Des recherches récentes ont révélé que l'apprentissage d'une autre langue pourrait bien vous aider à vivre plus longtemps !
Des recherches récentes, dont une étude cosignée par un neuroscientifique cognitif de l'université de Reading, suggèrent que le fait de parler plus d'une langue pourrait contribuer à ralentir le vieillissement du cerveau et à réduire le risque de vieillissement biologique accéléré, qui est lié aux maladies liées à l'âge. La recherche n'indique pas directement que cela permet de "vivre plus longtemps" en termes de durée de vie globale, mais plutôt que cela favorise un cerveau plus sain et retarde potentiellement l'apparition du déclin cognitif lié à l'âge et de maladies telles que la démence.
Quels sont les faits ?
Le multilinguisme est associé à un vieillissement retardé et à un risque moindre de vieillissement accéléré. Crédit : Nature Ageing (2025). Peter Berlit, secrétaire général de la Société allemande de neurologie, qui n'a pas participé à l'étude, a déclaré que la recherche mettait également en évidence une protection contre la démence.
Parler plus d'une langue peut ralentir le vieillissement du cerveau et réduire les risques liés au vieillissement accéléré.
Dans une nouvelle étude, les chercheurs ont analysé l'écart d'âge biocomportemental (BAG) - l'âge biologique d'une personne à l'aide de données sur sa santé et son mode de vie, puis comparé à son âge réel - de plus de 80 000 participants âgés de 51 à 90 ans dans 27 pays européens. Ils ont constaté que les personnes qui ne parlent qu'une seule langue sont deux fois plus susceptibles de connaître un vieillissement accéléré que les personnes multilingues.
De nombreux spécialistes du monde entier sont d'accord
Il ne s'agit pas seulement d'une étude de l'université de Reading. Selon Scientific American, une organisation très crédible, le fait de parler plusieurs langues pourrait ralentir le vieillissement du cerveau et contribuer à prévenir le déclin cognitif ; c'est ce que révèle une étude portant sur plus de 80 000 personnes. Les travaux, publiés dans Nature Ageing le 10 novembre, suggèrent que les personnes multilingues sont deux fois moins susceptibles de présenter des signes de vieillissement biologique accéléré que celles qui ne parlent qu'une seule langue.
"Les effets du multilinguisme sur le vieillissement ont toujours été controversés, mais je ne pense pas qu'il y ait eu auparavant une étude de cette ampleur qui semble les démontrer de manière assez décisive", déclare Christos Pliatsikas, spécialiste des neurosciences cognitives à l'université de Reading, au Royaume-Uni. Les résultats de l'article pourraient "apporter un changement radical dans ce domaine", ajoute-t-il.

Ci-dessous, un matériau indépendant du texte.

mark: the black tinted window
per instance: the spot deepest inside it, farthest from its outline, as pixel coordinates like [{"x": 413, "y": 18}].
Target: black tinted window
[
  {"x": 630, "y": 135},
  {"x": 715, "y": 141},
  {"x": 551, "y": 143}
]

Crédits : Unsplash ; Auteur : mauricio-santos ;
Quels sont les effets ?
Effet protecteur : les personnes qui parlent plusieurs langues sont environ deux fois moins susceptibles de présenter des signes de vieillissement biologique accéléré. À l'inverse, le monolinguisme a été identifié comme un facteur de risque potentiel de vieillissement cognitif accéléré.
Bénéfice cumulatif : l'effet protecteur est cumulatif ; plus une personne parle de langues, plus elle est protégée contre le déclin cognitif lié à l'âge.
Réserve cognitive : L'apprentissage et l'utilisation d'une langue mobilisent les principaux réseaux cérébraux liés à l'attention, à la mémoire et au contrôle exécutif, renforçant ce que les chercheurs appellent la "réserve cognitive" (la résistance du cerveau au vieillissement et aux maladies). Cet exercice mental aide le cerveau à mieux faire face aux dommages subis au fil du temps.
Retarder l'apparition de la démence : Des recherches antérieures, confirmées par cette étude à grande échelle, ont montré que le bilinguisme peut retarder de plusieurs années l'apparition des symptômes de la démence par rapport aux adultes monolingues.
Entretien du cerveau : Des études de neuro-imagerie suggèrent que les personnes bilingues peuvent avoir un volume de matière grise plus important dans certaines régions du cerveau et maintenir la structure et la fonction cérébrale plus efficacement en vieillissant, même en présence de changements liés à la maladie d'Alzheimer.
Aviez-vous besoin d'une meilleure excuse pour apprendre à parler portugais ?
Le problème au Portugal, en particulier en Algarve, est que presque tout le monde parle anglais. La courtoisie naturelle des Portugais fait qu'ils veulent aider. Cela signifie, bien sûr, que vous n'avez pas besoin d'apprendre la langue. Mais vous ratez beaucoup de choses si vous n'apprenez pas au moins quelques rudiments.
Mieux encore, vous pourriez vivre plus longtemps, et si ce n'est pas une raison suffisante, je ne sais pas ce que c'est.